Initiated on March 5, 2001, Sobriety Court is a specialized docket designed to address the problem posed by repeat drunk drivers. It is based on an adult drug court model with the objective of reducing recidivistic-drunk driving. The community has been involved from the beginning through the members of the Sobriety Court Advisory Board, which is composed of individual citizens and community groups, representatives from such organizations as Mothers Against Drunk Driving, Parents of Murdered Children and The Traffic Improvement Association. The role of the Sobriety Court Advisory Board is to advise the Court, offer feedback from a community perspective and provide a monitor for continuous improvement.
Each defendant who enters the 72-week program does so voluntarily. Because these individuals give up certain constitutional and privacy rights, the agreement to enter Sobriety Court is based upon a signed contract and a knowing waiver on the record. Sobriety Court also uses a team approach and this team consists of the judge, a representative of the office of the prosecutor, a defense advisor, intensive probation officers, the probation supervisor, community volunteers, law enforcement officials and treatment providers. The first 36 weeks called the Intensive Phase, requires the offender to report for weekly meetings with the probation department, attend monthly review hearings before their sentencing judge, and attended counseling a minimum of one time per week. They attend AA daily for 90 days, then for a minimum of three meetings per week. They are ordered to daily alcohol testing for 90 days and random drug testing. After 90 days they submit to random alcohol testing, which is reduced gradually. Additionally, they must attend an educational Impact Weekend, maintain full time employment, adhere to a 10:00 P.M. curfew each night, and they are subject to random home visits. The ultimate goal of Sobriety Court is to end a defendant’s recidivistic drunk driving by ending their dependence upon drugs and alcohol. To achieve that goal, all individuals within the program are held to a standard of absolute responsibility. As offenders progress in the program and as the judge responds to their behavior through a phased system of sanctions and rewards, the offenders become increasingly responsible for their own behavior.

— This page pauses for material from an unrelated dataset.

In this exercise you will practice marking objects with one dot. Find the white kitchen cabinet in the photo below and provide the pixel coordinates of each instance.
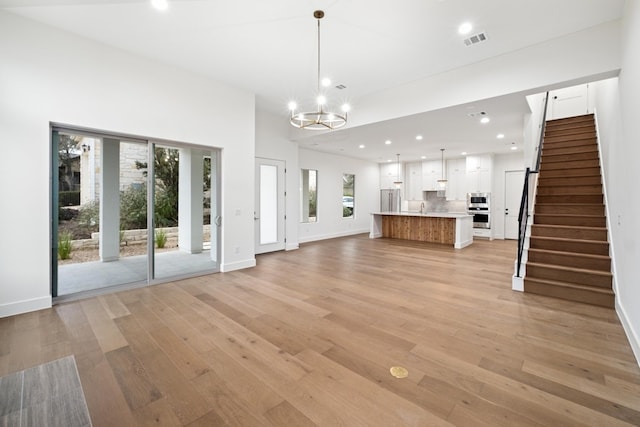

Upon successful completion of the Intensive Phase, each defendant advances to a less regimented form of supervision for an additional 36 weeks, the Aftercare Phase. Their requirements continue to be probation appointments every two to four weeks, random alcohol and drug testing, and three AA meetings per week. They no longer have monthly review hearings with their judge and they are no longer required to attend weekly counseling appointments. An annual graduation ceremony is held in the fall for those Sobriety Court participants that have either successfully completed the program or will be completing the program within the next few months following the ceremony.
In 2004, an evaluation of the Sobriety Court program was conducted by Evaluation Associates and Consultants, LLC. Their findings stated, “The Novi Sobriety Court has clearly met its primary goal of improving public safety by reducing drunk-driving recidivism among high-risk drivers.” In March 2011, an in-house ten year study showed that 982 participants had come through the program and only 40 participants who had successfully completed the program were re-arrested for drunk driving, a 7.4% recidivism rate, which is lower than the national average. These results suggest that this specialized approach to high risk drunk drivers significantly reduces the danger that these individuals will continue to engage in this hazardous behavior. Thus our community is safer.